As the economic downturn bites, people are looking for extra cash and turning to the sign of the three balls. Steve Pratt reports on the first online pawn broker which is lending money on jewellery, luxury cars and even yachts.

THREE golden balls no longer hang outside the shop. Now they’re depicted on an advertising sign.

That’s not all that’s changed about pawnbrokers as the credit crunch bites and borrowers turn to the oldest form of lending – putting up valuables as equity in exchange for a quick injection of cash.

It worked for Christopher Columbus, whose voyage of discovery to the Americans was funded largely by pawning Queen Isabella of Spain’s jewels, and for the Renaissance Medici family.

The three balls image was taken from their coat of arms when the family split into two factions – one went into banking, the other into pawnbroking. Which I suppose makes Paul Aitken a modern-day Medici as the founder of the first online pawnbroker borro.com.

Most companies give loans against jewellery and diamonds. His company does that but also has been known to lend against expensive Swiss watches, fine art, luxury cars and even yachts.

He’ll tell you that it’s cheaper to swap your car for cash for a few months as the interest payments are cheaper than parking charges in central London.

Borro.com launched at the end of August and has “grown quite quickly”, he says. “Pawnbroking as an industry only really started to make a comeback in the Seventies and then there were only about 100 shops in the High Street.

“Now there are 950 or 1,000, so they’ve grown quite rapidly in that time. The reason existing pawnbrokers have not done online is because they have their hands full and being online brings a different set of challenges.

“Pawnbroking does have a stigma that puts people off but, when you take off the top layer and look beneath the surface, it’s the oldest form of lending – people release equity to resolve their short term cash issues.”

That bad image was fostered back in the 19th and early 20th Century when there were nearly as many pawnbrokers as public houses, lending money on everything from bed linen and cutlery to father’s Sunday best suit.

The Eighties credit boom led to an upsurge in the industry’s fortunes and now the economic squeeze is sending people to the pawnbrokers to top up their income.

This became apparent while he was researching the idea for an online pawnbroker, he says. “The credit crunch was starting to bite and we’d been on a spending spree, acquiring assets we don’t particularly need. I took the view that now was the time for people to use those assets to solve their short-term credit issues.

“Fifteen years ago swathes of what we call the middle class wouldn’t consider using a corner shop or newspaper to sell things but are happy to use eBay now. There’s a certain kudos to doing a deal on eBay.
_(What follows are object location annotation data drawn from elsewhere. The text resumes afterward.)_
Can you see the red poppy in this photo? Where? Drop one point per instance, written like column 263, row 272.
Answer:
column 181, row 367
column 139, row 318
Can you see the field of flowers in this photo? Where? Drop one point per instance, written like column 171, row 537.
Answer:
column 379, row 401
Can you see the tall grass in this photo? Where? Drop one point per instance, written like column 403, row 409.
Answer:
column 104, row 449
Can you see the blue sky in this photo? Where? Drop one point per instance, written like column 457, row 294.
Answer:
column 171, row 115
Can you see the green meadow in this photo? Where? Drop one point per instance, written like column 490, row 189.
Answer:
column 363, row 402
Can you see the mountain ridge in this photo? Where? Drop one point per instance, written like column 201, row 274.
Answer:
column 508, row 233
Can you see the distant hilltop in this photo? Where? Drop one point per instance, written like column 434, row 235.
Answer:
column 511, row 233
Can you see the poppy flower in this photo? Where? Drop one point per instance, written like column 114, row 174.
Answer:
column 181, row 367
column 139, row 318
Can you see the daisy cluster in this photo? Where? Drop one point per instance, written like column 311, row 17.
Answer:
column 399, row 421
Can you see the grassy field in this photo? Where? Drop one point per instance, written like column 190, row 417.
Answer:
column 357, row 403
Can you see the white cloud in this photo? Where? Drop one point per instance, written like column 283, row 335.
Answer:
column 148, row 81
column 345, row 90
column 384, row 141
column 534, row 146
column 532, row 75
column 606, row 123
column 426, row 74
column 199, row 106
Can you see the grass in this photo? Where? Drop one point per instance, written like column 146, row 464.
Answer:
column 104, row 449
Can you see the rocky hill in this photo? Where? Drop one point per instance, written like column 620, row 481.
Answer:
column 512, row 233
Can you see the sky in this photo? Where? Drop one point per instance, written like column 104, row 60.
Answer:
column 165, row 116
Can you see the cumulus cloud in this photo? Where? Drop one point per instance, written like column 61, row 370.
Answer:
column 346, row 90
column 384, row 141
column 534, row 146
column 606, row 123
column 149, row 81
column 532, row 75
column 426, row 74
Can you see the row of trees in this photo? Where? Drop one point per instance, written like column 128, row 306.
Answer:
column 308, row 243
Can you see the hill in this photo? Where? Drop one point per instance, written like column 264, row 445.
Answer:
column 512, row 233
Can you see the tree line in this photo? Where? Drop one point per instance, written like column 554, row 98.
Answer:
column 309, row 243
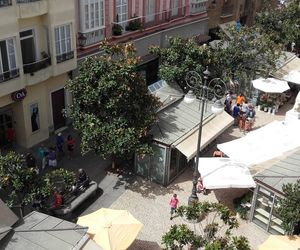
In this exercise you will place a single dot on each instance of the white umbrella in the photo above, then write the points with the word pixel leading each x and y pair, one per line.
pixel 221 172
pixel 292 76
pixel 270 85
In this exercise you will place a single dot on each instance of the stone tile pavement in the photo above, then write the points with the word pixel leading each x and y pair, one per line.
pixel 148 201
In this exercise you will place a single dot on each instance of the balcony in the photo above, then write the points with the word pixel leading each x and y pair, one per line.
pixel 31 8
pixel 30 68
pixel 227 11
pixel 5 3
pixel 64 57
pixel 198 6
pixel 86 39
pixel 8 75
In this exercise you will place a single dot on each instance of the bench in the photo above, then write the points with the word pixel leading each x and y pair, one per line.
pixel 73 201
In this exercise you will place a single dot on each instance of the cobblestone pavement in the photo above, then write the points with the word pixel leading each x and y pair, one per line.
pixel 148 202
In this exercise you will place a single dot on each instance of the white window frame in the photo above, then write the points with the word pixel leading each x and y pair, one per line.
pixel 150 11
pixel 11 68
pixel 63 41
pixel 89 17
pixel 174 7
pixel 123 16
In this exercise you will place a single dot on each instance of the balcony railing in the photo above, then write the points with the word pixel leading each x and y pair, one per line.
pixel 64 57
pixel 7 75
pixel 198 6
pixel 4 3
pixel 27 1
pixel 227 11
pixel 90 38
pixel 36 66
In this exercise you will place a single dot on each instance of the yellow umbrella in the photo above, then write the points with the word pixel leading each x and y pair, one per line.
pixel 111 229
pixel 280 242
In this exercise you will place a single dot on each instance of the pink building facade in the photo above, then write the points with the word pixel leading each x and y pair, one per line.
pixel 145 22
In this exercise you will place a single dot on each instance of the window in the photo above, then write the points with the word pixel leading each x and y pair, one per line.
pixel 63 43
pixel 93 15
pixel 174 7
pixel 8 63
pixel 150 10
pixel 121 9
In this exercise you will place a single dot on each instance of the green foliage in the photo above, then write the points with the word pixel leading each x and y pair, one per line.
pixel 182 56
pixel 23 184
pixel 112 107
pixel 217 216
pixel 282 23
pixel 117 29
pixel 288 207
pixel 246 54
pixel 16 178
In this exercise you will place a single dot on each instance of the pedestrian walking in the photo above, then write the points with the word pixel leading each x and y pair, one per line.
pixel 70 145
pixel 42 156
pixel 60 144
pixel 52 161
pixel 173 203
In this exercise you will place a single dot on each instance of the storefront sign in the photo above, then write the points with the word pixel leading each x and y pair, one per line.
pixel 19 95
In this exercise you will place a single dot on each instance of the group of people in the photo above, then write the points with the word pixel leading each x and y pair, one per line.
pixel 242 112
pixel 48 156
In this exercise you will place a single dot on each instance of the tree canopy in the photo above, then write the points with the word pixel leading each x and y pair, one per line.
pixel 213 225
pixel 245 53
pixel 282 23
pixel 22 185
pixel 288 208
pixel 112 108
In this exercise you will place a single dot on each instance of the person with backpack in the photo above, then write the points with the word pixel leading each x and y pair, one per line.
pixel 250 117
“The other challenge for us is one of making people believe and trust you. It’s just something that will evolve over time. We spend quite a lot of time and effort in how we connect with clients and make it comfortable for them.

“It’s a new route for people to access pawnbroking and make it more convenient for people, who can do business by telephone or online.
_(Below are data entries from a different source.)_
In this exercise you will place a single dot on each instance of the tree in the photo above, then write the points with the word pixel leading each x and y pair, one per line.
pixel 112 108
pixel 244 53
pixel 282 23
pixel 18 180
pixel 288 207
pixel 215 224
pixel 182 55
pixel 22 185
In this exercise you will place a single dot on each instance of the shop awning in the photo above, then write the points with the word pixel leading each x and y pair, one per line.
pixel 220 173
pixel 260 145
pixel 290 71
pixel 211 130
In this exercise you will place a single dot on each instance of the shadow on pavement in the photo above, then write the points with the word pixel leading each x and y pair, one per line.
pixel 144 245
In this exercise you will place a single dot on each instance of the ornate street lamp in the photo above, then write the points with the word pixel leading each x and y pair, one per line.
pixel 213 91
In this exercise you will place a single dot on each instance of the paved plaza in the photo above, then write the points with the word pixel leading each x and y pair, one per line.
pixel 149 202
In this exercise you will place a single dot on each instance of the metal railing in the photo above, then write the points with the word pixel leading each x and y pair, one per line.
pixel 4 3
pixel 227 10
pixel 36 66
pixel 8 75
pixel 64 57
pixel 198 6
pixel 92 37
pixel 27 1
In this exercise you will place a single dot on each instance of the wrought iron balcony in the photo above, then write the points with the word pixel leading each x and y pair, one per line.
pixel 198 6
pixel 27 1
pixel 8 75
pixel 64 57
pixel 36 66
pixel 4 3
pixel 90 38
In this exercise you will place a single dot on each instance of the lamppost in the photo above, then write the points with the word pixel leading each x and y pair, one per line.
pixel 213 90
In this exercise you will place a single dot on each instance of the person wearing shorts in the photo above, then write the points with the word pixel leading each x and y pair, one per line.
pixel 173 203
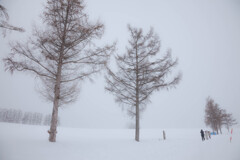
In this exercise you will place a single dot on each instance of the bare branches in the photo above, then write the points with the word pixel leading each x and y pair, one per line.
pixel 215 117
pixel 140 73
pixel 62 54
pixel 4 25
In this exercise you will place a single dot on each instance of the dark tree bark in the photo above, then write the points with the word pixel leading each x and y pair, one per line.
pixel 61 55
pixel 215 117
pixel 140 73
pixel 4 25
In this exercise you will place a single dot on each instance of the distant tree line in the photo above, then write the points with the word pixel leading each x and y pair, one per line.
pixel 216 118
pixel 17 116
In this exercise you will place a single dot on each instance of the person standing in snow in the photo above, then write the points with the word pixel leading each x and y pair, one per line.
pixel 164 135
pixel 202 135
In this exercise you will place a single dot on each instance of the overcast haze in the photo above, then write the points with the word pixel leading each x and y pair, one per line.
pixel 203 34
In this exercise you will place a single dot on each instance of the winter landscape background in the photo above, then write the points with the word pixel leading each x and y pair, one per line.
pixel 203 35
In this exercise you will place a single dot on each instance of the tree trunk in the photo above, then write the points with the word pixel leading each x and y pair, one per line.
pixel 137 124
pixel 54 121
pixel 53 128
pixel 137 100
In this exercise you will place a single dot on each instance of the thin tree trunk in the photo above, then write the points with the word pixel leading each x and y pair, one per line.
pixel 137 100
pixel 137 124
pixel 53 128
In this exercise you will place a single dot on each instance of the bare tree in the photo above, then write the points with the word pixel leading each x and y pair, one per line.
pixel 229 121
pixel 211 114
pixel 140 73
pixel 61 55
pixel 4 25
pixel 215 117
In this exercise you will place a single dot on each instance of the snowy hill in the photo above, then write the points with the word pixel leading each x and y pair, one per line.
pixel 25 142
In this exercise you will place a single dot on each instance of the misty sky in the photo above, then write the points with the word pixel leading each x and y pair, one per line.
pixel 203 34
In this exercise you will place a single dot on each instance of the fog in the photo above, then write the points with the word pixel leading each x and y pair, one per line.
pixel 204 35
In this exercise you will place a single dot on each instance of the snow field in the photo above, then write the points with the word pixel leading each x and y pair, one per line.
pixel 25 142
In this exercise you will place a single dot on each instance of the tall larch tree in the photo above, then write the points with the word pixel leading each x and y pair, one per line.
pixel 4 24
pixel 140 73
pixel 62 54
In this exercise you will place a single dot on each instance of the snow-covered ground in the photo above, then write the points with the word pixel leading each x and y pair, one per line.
pixel 25 142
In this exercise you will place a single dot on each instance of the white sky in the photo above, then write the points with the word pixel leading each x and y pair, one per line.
pixel 203 34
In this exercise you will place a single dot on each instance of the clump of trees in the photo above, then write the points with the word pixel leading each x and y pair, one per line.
pixel 17 116
pixel 216 118
pixel 140 73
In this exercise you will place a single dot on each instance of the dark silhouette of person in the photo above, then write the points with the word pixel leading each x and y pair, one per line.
pixel 202 135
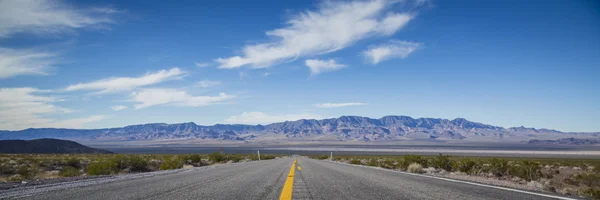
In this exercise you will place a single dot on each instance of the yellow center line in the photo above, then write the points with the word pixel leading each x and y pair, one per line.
pixel 286 193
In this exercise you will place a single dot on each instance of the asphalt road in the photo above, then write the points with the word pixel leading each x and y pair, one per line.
pixel 265 180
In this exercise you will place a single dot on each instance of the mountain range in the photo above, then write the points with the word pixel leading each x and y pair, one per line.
pixel 345 128
pixel 46 145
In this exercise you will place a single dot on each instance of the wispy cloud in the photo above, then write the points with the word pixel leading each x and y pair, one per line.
pixel 118 107
pixel 117 84
pixel 264 118
pixel 22 108
pixel 333 26
pixel 15 62
pixel 320 66
pixel 161 96
pixel 203 64
pixel 207 83
pixel 392 49
pixel 48 17
pixel 338 105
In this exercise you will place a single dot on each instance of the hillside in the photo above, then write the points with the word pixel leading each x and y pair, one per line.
pixel 45 146
pixel 345 128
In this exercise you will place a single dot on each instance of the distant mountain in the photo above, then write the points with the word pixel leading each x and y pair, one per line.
pixel 345 128
pixel 45 146
pixel 566 141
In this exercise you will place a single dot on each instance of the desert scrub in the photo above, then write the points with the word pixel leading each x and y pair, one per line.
pixel 442 162
pixel 193 159
pixel 415 168
pixel 355 162
pixel 102 167
pixel 498 167
pixel 527 170
pixel 466 165
pixel 69 171
pixel 217 157
pixel 173 162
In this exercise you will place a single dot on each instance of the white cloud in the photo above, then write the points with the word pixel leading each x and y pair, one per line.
pixel 157 96
pixel 22 108
pixel 117 84
pixel 320 66
pixel 118 107
pixel 264 118
pixel 207 83
pixel 47 17
pixel 204 64
pixel 333 26
pixel 392 49
pixel 338 105
pixel 21 62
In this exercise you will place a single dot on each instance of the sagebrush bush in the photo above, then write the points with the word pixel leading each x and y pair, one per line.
pixel 27 172
pixel 526 170
pixel 69 171
pixel 498 167
pixel 267 157
pixel 173 162
pixel 102 167
pixel 594 193
pixel 466 165
pixel 73 162
pixel 194 159
pixel 217 157
pixel 442 162
pixel 409 159
pixel 373 162
pixel 415 168
pixel 589 179
pixel 234 157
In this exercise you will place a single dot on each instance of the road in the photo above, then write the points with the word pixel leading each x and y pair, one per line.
pixel 313 179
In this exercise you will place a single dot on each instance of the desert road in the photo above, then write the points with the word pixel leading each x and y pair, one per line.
pixel 311 179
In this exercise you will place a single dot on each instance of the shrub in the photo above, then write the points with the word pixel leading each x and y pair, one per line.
pixel 102 167
pixel 588 179
pixel 137 163
pixel 69 171
pixel 415 168
pixel 234 158
pixel 27 172
pixel 73 162
pixel 16 177
pixel 498 167
pixel 253 157
pixel 526 170
pixel 409 159
pixel 217 157
pixel 194 159
pixel 442 162
pixel 373 162
pixel 594 193
pixel 171 163
pixel 267 157
pixel 388 164
pixel 466 165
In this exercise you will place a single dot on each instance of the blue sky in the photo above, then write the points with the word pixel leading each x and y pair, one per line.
pixel 95 64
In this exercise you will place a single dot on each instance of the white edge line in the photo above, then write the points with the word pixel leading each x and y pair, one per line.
pixel 459 181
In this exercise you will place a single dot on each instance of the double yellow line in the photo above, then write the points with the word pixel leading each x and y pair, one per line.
pixel 286 193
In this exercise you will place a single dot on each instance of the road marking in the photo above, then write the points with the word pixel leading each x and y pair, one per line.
pixel 286 192
pixel 465 182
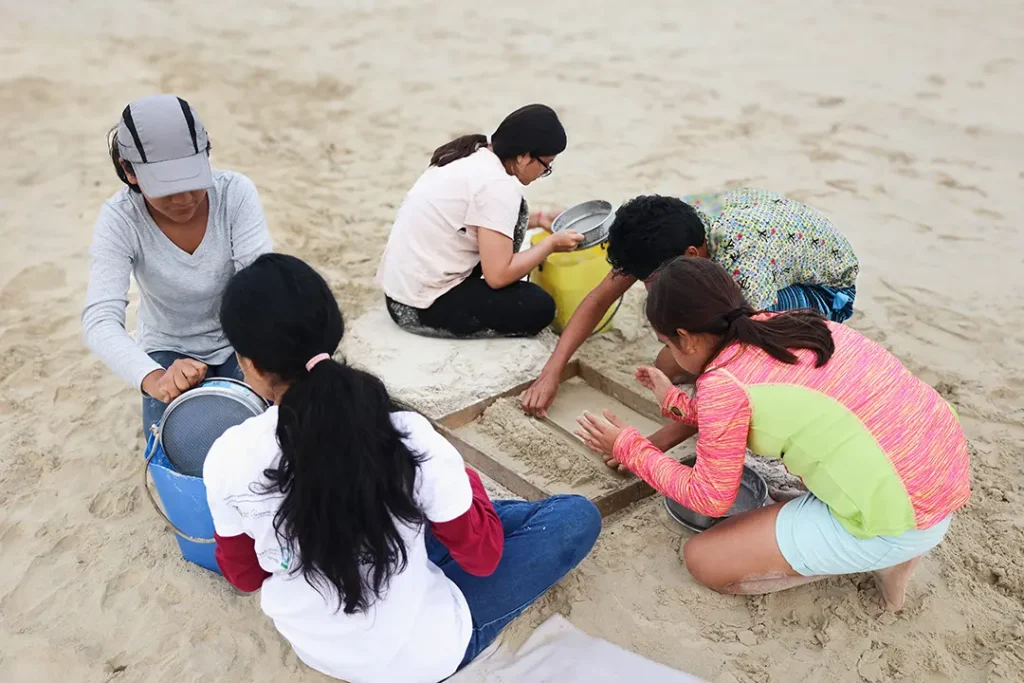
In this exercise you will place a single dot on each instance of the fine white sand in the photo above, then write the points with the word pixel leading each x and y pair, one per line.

We’re going to be around for the long haul.”

He reports that 75 per cent of Borro.com’s clients haven’t been to a pawnbrokers before.
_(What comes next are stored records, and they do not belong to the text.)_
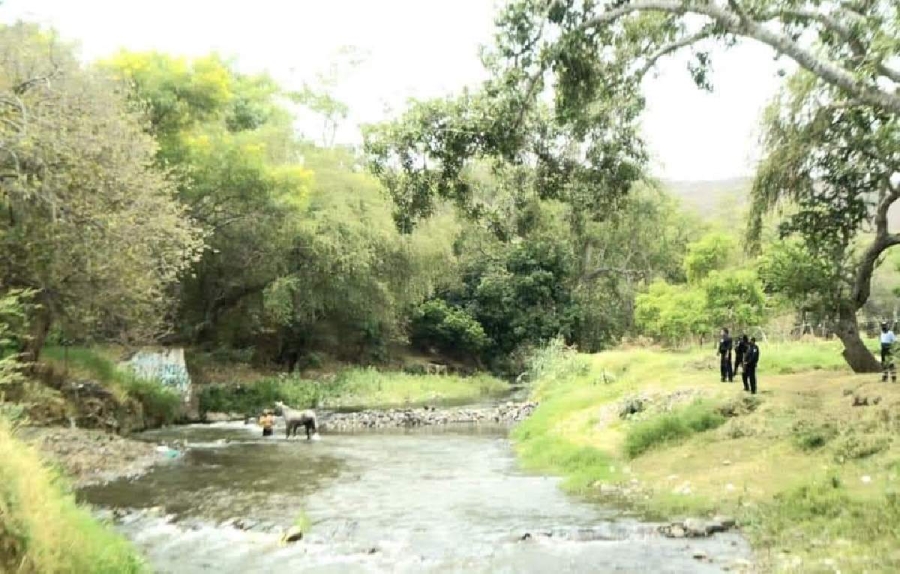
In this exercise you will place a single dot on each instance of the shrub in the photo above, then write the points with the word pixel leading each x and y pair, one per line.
pixel 254 397
pixel 42 529
pixel 670 427
pixel 450 329
pixel 161 404
pixel 856 446
pixel 808 436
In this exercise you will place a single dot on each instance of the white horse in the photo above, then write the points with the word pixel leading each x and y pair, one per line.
pixel 294 418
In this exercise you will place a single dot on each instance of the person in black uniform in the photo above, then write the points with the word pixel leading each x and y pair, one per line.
pixel 887 339
pixel 751 359
pixel 725 346
pixel 740 351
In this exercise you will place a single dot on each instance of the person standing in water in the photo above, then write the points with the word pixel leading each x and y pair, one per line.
pixel 751 359
pixel 887 356
pixel 267 422
pixel 725 346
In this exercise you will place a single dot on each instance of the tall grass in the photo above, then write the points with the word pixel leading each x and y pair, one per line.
pixel 671 427
pixel 42 529
pixel 161 405
pixel 352 388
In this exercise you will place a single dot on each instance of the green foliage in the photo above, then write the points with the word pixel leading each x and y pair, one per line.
pixel 806 282
pixel 12 329
pixel 671 427
pixel 43 529
pixel 735 298
pixel 100 237
pixel 719 293
pixel 161 405
pixel 451 330
pixel 352 388
pixel 808 436
pixel 252 398
pixel 713 252
pixel 672 313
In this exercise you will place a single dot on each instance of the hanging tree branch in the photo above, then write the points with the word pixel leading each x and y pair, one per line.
pixel 736 21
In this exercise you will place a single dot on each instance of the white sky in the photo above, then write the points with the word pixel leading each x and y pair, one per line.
pixel 414 48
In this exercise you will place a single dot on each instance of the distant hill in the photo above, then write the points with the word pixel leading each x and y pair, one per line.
pixel 712 198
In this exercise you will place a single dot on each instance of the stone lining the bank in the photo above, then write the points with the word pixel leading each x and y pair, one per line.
pixel 505 414
pixel 90 456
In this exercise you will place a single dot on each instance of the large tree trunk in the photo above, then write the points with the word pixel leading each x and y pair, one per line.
pixel 38 331
pixel 860 358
And 65 per cent of their customers are women “because that’s who has control of the household expenditure and the type of assets that can be used”.

The majority of the online business is, in common with traditional pawnbrokers, in jewellery.

They also handle what he calls “quirky bespoke loans at the higher end”.

He reports a significant increase in the past two months in business owners, property developers and city financiers “plugging their credit gaps” by securing loans of £10,000-plus against expensive jewellery and watches, luxury cars including Ferraris and Lambourghinis, fine art and even yachts.

These are used to bridge financing to close deals already in progress, from providing capital to buy while assets remain relatively cheap to covering late customer payments.

“Loans run from everyday jewellery to bags of diamonds, gold bars, high-end art and luxury cars. If you get a 20-grand loan from us, it’s cheaper to have us take the car away, put it in storage and pay the interest on the loan than pay parking fees in central London,” he says.

But the majority of customers are taking loans of up to £600 to meet household expenditure, compared to the average High Street loan of £100.

Pawnbroking as a whole grew by 35 to 40 per cent last year, so he acknowledges that the more traditional lenders are very busy. He thinks there is room for everybody in the business.

Those others include Ramsdens Financial, founded in Middlesbrough in the Fifties and now the largest independent pawnbroker in the country with 35 branches, mainly in the North-East and Yorkshire.

How does he get on with the other pawnbrokers?

“Don’t know, don’t speak to them,”

says Aitken.

“The reality is that the pawnbroking industry has done a lot to change people’s perception of it. If you look at the press coverage in the past year, it’s been positive because it provides a very worthy service.”